Chapeaux de cowboy vissés sur la tête, brandissant et claquant de longues rênes à la manière d’un fouet vers des migrants haïtiens terrifiés. Les images de gardes à cheval venues du Texas ont fait le tour du monde et choqué les opinions publiques. « C’est scandaleux », a même concédé le président étatsunien Joe Biden : « C’est plus qu’embarrassant. C’est dangereux. C’est mal. Cela envoie le mauvais message au monde, le mauvais message chez nous. Ce n’est pas ce que nous sommes », a-t-il ajouté, lui qui avait promis de traiter avec humanité les questions d’immigration, au contraire de son prédécesseur Donald Trump, dont le mandat avait été terni par d’autres images, celles d’enfants migrants enfermés dans des cages et séparés de leurs parents.
Le monde entier a pourtant compris le message. Des dizaines de milliers de réfugiés, pour la plupart haïtiens, se massent à la frontière entre le Mexique et le Texas. Leur nombre a considérablement augmenté ces dernières semaines, conséquence directe du séisme qui a ravagé l’île caribéenne le 14 août dernier. Alors que le gouvernement américain, inflexible, a promis d’accélérer le rythme des renvois de migrants par charters, le chef démocrate du Sénat, Chuck Schumer, proche de Joe Biden, a exhorté ce dernier à mettre fin immédiatement aux expulsions « ignobles » vers un pays instable et gangréné par la violence. « Une telle décision va à l’encontre du sens commun » et de la « décence », a-t-il tonné dans l’hémicycle.
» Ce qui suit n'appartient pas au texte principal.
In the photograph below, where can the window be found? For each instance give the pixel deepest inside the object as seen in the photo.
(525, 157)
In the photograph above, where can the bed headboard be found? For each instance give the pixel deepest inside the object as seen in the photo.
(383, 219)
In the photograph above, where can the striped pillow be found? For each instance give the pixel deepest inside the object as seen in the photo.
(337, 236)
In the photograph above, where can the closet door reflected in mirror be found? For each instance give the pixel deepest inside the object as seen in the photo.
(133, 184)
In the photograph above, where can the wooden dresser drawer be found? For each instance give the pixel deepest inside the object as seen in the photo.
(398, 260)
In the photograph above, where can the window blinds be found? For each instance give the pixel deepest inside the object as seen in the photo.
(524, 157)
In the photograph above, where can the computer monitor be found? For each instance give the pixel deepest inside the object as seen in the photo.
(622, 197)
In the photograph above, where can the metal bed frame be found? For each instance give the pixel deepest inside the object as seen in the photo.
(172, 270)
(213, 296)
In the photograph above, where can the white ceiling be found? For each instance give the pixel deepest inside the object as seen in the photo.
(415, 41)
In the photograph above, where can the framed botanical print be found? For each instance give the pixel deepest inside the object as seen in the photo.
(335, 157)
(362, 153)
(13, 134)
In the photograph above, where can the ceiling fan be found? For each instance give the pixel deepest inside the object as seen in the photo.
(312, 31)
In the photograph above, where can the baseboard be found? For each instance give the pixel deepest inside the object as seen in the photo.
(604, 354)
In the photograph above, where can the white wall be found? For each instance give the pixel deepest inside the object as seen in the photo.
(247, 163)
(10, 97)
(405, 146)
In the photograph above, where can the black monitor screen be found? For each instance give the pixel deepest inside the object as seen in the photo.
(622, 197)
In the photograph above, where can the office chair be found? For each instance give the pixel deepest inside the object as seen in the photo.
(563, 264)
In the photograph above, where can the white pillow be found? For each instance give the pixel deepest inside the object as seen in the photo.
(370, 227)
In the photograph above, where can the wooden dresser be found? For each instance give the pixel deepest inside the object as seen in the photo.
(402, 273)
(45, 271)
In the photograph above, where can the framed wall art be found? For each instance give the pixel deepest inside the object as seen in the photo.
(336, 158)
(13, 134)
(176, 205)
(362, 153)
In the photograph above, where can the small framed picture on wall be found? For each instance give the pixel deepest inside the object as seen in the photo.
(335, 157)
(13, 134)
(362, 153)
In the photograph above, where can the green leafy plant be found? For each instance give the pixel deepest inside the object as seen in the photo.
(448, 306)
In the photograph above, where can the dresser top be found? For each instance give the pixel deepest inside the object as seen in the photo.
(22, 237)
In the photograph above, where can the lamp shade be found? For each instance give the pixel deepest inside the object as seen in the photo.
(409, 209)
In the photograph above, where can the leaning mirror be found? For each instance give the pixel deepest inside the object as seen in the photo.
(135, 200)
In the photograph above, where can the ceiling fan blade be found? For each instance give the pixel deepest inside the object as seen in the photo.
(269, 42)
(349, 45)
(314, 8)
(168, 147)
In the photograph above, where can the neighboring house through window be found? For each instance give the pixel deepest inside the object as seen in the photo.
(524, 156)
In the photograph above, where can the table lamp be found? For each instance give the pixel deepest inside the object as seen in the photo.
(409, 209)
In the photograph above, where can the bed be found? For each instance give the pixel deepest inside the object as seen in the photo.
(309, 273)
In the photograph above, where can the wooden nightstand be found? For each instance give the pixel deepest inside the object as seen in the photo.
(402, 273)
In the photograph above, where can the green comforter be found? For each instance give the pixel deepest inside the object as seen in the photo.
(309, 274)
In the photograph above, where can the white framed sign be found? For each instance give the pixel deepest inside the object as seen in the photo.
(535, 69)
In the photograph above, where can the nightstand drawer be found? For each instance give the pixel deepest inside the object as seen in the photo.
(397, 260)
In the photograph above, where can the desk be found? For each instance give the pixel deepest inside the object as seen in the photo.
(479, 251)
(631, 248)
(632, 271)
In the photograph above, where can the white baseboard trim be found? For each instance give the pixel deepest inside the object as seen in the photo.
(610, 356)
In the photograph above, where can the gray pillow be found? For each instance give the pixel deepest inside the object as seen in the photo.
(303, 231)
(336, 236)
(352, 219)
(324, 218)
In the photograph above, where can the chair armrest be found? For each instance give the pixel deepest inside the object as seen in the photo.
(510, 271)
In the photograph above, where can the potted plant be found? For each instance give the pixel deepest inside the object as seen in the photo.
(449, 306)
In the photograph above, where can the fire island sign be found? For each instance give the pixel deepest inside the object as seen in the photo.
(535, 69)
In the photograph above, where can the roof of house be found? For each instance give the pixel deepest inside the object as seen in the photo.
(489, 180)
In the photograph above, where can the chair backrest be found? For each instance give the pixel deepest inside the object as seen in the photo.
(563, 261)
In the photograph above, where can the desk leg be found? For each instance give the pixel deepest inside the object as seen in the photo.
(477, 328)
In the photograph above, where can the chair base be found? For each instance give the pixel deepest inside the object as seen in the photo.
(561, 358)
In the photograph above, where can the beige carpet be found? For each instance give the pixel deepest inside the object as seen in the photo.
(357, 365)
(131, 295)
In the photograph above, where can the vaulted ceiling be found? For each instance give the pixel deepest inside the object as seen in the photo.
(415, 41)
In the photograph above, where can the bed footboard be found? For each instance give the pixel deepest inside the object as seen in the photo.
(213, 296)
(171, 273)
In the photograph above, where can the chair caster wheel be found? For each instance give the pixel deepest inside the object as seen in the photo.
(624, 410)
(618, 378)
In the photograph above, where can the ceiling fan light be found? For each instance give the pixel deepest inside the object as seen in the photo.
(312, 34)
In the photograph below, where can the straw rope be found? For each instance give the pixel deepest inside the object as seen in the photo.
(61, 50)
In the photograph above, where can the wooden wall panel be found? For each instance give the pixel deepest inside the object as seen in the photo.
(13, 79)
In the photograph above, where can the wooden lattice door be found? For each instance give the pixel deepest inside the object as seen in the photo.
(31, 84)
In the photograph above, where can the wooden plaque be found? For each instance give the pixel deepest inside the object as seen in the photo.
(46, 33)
L’ONU a de son côté exprimé sa « profonde inquiétude » face à ces expulsions qui ne s’embarrassent guère de l’examen de la situation des réfugiés. « Il y a d’autres moyens de gérer la santé publique (…) et en même temps de garantir le droit à demander l’asile », a déclaré Shabia Mantoo, porte-parole du Haut-Commissariat des Nations unies pour les réfugiés (HCR), en référence à une règle sanitaire adoptée au début de la pandémie pour limiter la propagation du virus, et derrière laquelle l’administration Biden s’est abritée pour justifier la brutalité et la rapidité des expulsions.
La politique étatsunienne prend en l’espèce des allures schizophréniques. En même temps que se remplissaient les avions renvoyant chez eux les Haïtiens, Washington annonçait le doublement du nombre de réfugiés à accueillir pour 2022 – soit 125 000 – afin de « répondre aux besoins générés par les crises humanitaires dans le monde ». Une décision saluée, là aussi de manière schizophrénique, par la même Shabia Mantoo et le HCR, pour qui le geste envoie « un signal clair au monde sur l’importance pour tous les pays de faire leur part et de travailler ensemble pour partager la responsabilité de répondre aux besoins des réfugiés par des actions concrètes, fortes et compatissantes » (sic).
Reste que ce plan doit encore être approuvé par le Congrès et signé par le président des Etats-Unis. L’annonce de Joe Biden pourrait ressembler à d’autres, restées lettre morte. Ulcéré par le comportement nord-américain, le président mexicain López Obrador ne s’est ainsi pas privé de rappeler les promesses trahies de Washington de s’attaquer aux racines du phénomène en procédant à des investissements sociaux. Les Etats-Unis « se sont engagés à investir 4 milliards [de dollars, ndlr] : 2 milliards pour l’Amérique centrale et 2 milliards pour le Mexique. Rien n’est arrivé, rien », a ajouté le leader de gauche arrivé au pouvoir en 2018.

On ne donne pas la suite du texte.